Dans un article que le journal a publié dans son numéro 4874 du 22 février 2024, j’ai parlé de « L’œuvre de Djimba et Mgomri » dans un aspect global relatif aux techniques théâtrales qui font du théâtre djibaén un chef d’œuvre mais qui fait surtout de ses auteurs de véritables artistes comédiens impérissables. Cette fois, nous voudrions aller encore plus loin dans notre aventure, en invitant les lecteurs de cet article à découvrir des thématiques chères chez Djimba et Mgomdri, un levier d’une littérature nationale communiquant grâce aux langues locales.
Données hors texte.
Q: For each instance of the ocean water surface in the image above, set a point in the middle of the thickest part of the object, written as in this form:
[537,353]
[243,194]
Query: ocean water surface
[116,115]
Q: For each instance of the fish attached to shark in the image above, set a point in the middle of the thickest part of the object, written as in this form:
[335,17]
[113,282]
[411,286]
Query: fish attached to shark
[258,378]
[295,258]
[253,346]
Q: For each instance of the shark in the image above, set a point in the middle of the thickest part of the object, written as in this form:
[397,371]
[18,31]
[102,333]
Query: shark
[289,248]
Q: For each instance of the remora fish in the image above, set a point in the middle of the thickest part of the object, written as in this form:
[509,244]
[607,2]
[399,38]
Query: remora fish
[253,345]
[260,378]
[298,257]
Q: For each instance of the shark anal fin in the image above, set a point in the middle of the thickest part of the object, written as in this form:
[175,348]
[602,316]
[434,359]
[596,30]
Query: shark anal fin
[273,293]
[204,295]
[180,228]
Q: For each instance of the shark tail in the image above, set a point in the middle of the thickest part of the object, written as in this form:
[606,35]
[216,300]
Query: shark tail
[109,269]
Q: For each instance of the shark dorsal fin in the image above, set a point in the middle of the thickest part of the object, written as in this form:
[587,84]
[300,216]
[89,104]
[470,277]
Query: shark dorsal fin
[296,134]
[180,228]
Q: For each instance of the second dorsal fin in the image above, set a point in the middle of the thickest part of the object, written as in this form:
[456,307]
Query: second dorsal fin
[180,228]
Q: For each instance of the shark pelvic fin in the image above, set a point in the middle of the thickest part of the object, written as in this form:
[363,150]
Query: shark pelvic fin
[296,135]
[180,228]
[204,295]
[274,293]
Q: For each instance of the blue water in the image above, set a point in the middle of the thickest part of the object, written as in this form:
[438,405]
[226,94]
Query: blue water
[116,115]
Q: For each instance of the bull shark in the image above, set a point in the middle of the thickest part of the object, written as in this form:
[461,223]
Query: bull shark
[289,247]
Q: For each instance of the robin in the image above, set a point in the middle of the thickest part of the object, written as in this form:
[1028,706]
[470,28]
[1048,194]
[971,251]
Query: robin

Ils ont beaucoup dit en très peu de temps. Leur théâtre, au-delà de son caractère comique est indissociable aussi des deux dimensions très importantes : la dimension sociale et la dimension morale sous l’angle politique. Ainsi, j’attends, cette fois démontrer que ce duel charismatique travaille profondément et inévitablement la satire. Ce sera une évidence, le fait de souligner nécessairement le rôle de cette satire djibaénne dans la dénonciation de tout abus, qu’il soit communautaire ou individuel dans un cadre élargi, social ou sociétal, politique et autres. Notre présente analyse traite, cette fois le cas d’une pièce souvent intitulée « M’pulanisho » (Le planning familial).
« Mpulanisho » : résumé de la pièce
Les villageois de Nkodadziwa reçoivent un courrier dans lequel est annoncée la venue d’une délégation ministérielle conduite par des cadres médecins pour une sensibilisation sur le programme de planification familiale. Le courrier arrive au village dans l’après-midi même à la place publique où les hommes jouant aux cartes palabraient, se moquaient les uns les autres sur les manières de jouer. Le jeune messager, un jeune villageois instruit annonce la nouvelle et demande au public de préparer la place pour l’accueil de la délégation.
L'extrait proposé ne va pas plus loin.